Webber addressed the racial attack on India Palace in a statement Tuesday morning, calling the hate crime “sickening and appalling.”
“We need to stand up as a community and denounce this despicable act,” Webber said. “We will find whoever did it and punish them to the full extent of the law.
“The Singhs are a long-standing Sikh family that has used its own resources to feed homeless Santa Feans through the goodness of their hearts,” he continued. “For them to be attacked this way breaks our hearts.”
Gov. Michelle Lujan Grisham posted a Twitter message Tuesday morning saying she had spoken with Baljit Singh and “let him know that our community is with him.”
“We will not stand for such hatred in New Mexico,” Lujan Grisham said.
City Councilor Signe Lindell arrived at the restaurant early Tuesday afternoon and said the vandalism would be discussed at Wednesday’s council meeting.
“People are heartbroken about this,” Lindell said. “Just heartbroken. I mean, it’s kind of this step into a place that we just don’t even want to imagine.”
The Anti-Defamation League’s Mountain States Region released a statement Tuesday saying the organization was “deeply disturbed” by the incident.
The Council on American-Islamic Relations also condemned the attack.
“No community should ever experience this disgusting bigotry and racism,” said Sim Singh, senior manager of policy and advocacy at the Sikh Coalition.
“These racist acts are meant to divide us, but we are strongest when we stand together,” he added.

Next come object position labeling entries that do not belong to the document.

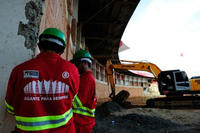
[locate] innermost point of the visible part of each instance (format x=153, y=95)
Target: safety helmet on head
x=53, y=35
x=83, y=55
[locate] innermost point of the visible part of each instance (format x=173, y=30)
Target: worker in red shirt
x=84, y=103
x=40, y=91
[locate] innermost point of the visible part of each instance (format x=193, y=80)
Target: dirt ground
x=112, y=118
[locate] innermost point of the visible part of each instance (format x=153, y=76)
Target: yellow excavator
x=172, y=83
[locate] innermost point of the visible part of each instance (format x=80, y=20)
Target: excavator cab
x=173, y=82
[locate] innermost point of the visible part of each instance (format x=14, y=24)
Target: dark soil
x=112, y=118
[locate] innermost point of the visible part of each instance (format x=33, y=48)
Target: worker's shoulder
x=24, y=64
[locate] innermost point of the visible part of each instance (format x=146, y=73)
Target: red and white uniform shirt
x=43, y=86
x=87, y=96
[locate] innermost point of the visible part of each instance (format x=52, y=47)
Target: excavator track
x=174, y=102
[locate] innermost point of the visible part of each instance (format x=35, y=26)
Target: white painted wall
x=12, y=50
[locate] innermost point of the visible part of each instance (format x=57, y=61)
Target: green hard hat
x=82, y=54
x=53, y=33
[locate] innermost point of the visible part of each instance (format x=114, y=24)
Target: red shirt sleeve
x=87, y=90
x=9, y=99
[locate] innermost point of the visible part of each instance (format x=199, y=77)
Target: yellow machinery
x=172, y=82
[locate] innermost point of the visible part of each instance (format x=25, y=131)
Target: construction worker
x=40, y=91
x=84, y=103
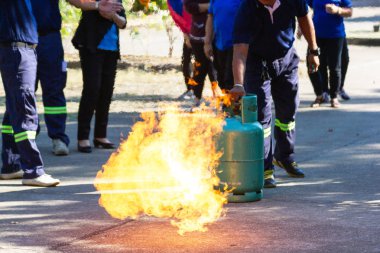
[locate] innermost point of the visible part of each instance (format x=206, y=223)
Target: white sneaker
x=59, y=147
x=44, y=181
x=14, y=175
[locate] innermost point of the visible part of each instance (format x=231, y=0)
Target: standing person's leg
x=345, y=62
x=254, y=84
x=92, y=65
x=52, y=74
x=228, y=76
x=200, y=69
x=316, y=82
x=286, y=101
x=186, y=64
x=213, y=76
x=104, y=100
x=10, y=155
x=219, y=60
x=18, y=68
x=322, y=43
x=223, y=65
x=334, y=56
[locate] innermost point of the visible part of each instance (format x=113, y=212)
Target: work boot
x=344, y=95
x=59, y=148
x=325, y=97
x=290, y=167
x=13, y=175
x=43, y=181
x=269, y=181
x=317, y=102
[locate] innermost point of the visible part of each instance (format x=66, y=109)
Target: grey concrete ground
x=336, y=208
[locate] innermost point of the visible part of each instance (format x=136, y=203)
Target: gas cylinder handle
x=249, y=108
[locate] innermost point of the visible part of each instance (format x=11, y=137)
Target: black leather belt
x=17, y=44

Support for the restaurant has poured in from the community. Many people stopped by the restaurant Tuesday afternoon to leave bouquets of flowers, cards, notes saying they wanted to help clean up the damage and even cash.
Multiple fundraising campaigns also have been launched to aid India Palace. A GoFundMe campaign started by fellow Indian restaurant Paper Dosa had raised nearly $57,000 by Tuesday evening.

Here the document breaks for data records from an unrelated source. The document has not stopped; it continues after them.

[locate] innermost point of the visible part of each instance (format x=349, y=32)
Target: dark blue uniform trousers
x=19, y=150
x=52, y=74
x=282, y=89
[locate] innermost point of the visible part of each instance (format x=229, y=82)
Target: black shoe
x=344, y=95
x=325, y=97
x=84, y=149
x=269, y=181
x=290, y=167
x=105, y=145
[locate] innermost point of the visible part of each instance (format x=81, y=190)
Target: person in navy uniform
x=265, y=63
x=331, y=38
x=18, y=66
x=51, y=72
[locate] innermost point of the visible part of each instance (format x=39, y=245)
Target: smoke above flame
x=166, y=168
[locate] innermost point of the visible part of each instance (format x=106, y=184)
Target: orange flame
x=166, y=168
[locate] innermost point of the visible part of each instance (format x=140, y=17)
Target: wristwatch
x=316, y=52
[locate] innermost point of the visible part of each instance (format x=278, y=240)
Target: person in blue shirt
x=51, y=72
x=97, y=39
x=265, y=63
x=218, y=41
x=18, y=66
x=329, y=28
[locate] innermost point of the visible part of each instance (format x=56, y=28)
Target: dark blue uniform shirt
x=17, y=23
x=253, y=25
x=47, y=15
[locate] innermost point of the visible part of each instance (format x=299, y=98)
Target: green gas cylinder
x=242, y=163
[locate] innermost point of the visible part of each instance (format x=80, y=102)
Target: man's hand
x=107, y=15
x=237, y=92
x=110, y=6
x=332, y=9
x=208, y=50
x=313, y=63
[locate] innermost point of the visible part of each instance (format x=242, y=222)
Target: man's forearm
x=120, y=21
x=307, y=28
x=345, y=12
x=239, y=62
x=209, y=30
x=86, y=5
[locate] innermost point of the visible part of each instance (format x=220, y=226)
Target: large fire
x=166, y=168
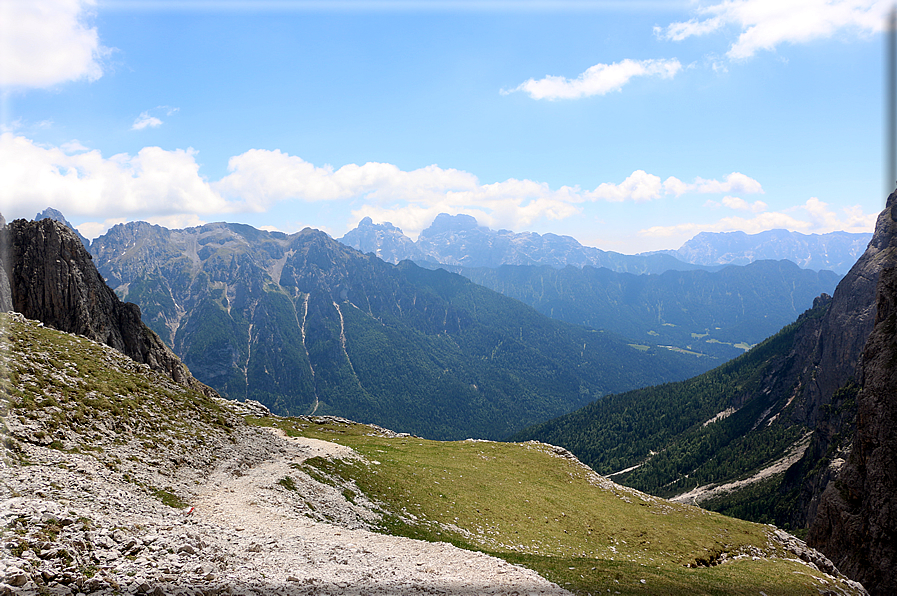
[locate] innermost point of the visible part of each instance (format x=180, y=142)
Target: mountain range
x=305, y=324
x=837, y=251
x=801, y=427
x=800, y=431
x=717, y=314
x=118, y=480
x=460, y=241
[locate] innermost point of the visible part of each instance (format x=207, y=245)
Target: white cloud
x=144, y=120
x=740, y=204
x=597, y=80
x=765, y=24
x=166, y=187
x=153, y=182
x=46, y=42
x=641, y=186
x=813, y=217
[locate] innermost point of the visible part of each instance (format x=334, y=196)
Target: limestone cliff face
x=855, y=523
x=52, y=278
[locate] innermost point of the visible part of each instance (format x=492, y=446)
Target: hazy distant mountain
x=460, y=240
x=837, y=251
x=305, y=324
x=800, y=431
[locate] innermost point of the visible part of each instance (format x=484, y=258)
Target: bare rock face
x=5, y=291
x=856, y=522
x=52, y=278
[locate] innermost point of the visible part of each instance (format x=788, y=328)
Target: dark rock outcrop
x=856, y=522
x=50, y=213
x=52, y=278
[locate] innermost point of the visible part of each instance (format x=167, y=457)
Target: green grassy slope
x=530, y=504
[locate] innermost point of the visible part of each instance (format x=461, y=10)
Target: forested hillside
x=720, y=313
x=722, y=425
x=305, y=324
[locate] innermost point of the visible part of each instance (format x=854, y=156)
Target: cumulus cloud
x=46, y=42
x=600, y=79
x=738, y=204
x=144, y=120
x=83, y=182
x=166, y=187
x=765, y=24
x=641, y=186
x=813, y=217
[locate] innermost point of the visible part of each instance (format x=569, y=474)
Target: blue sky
x=631, y=126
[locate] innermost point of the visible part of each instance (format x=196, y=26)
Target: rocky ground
x=114, y=479
x=72, y=525
x=139, y=486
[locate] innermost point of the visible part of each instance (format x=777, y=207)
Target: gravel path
x=68, y=516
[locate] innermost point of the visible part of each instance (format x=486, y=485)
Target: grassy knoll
x=530, y=505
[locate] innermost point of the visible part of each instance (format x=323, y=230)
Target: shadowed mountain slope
x=52, y=279
x=765, y=435
x=305, y=325
x=720, y=313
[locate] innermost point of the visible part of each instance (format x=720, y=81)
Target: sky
x=629, y=125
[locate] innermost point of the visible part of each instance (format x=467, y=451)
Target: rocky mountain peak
x=856, y=524
x=52, y=278
x=55, y=214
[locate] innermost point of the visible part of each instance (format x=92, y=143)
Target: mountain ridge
x=115, y=479
x=800, y=390
x=305, y=324
x=837, y=251
x=459, y=240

In all, the campaigns had raised more than $100,000.
Some people were posting messages on social media questioning whether the attack was a hoax. Brown said he had seen such comments.
“I wish this was not real. I wish this was not happening, but it’s happening,” he said.
Brown and Baljot Singh said they do not know who is responsible for the attack. They cited a violent incident Thursday involving an armed man who had parked in the restaurant’s reserved spots in a city lot, though it was unclear if the altercation was related to the break-in.
Brown said he had left a note on the man’s car, asking him not to park there again.
Later in the day, when Brown was inside the restaurant speaking with a customer on the phone, he could hear the man yelling at Baljit Singh, he said. He went outside to intervene.
“It just gets worse and worse, and he decides he’s going to try and fight with me and then he tries to pull out his gun,” Brown said.
Sikhs, members of a South Asian religion, have faced increased discrimination since 9/11. The FBI’s 2018 report on hate crimes found there was a 200 percent increase in anti-Sikh incidents from the previous year.
Baljot Singh said he was often bullied in school for wearing a turban while he was growing up and has “been called a lot of nasty things, and it just wasn’t right.”
“A lot of people are not educated about what the Sikh culture is, and they need to be,” he said.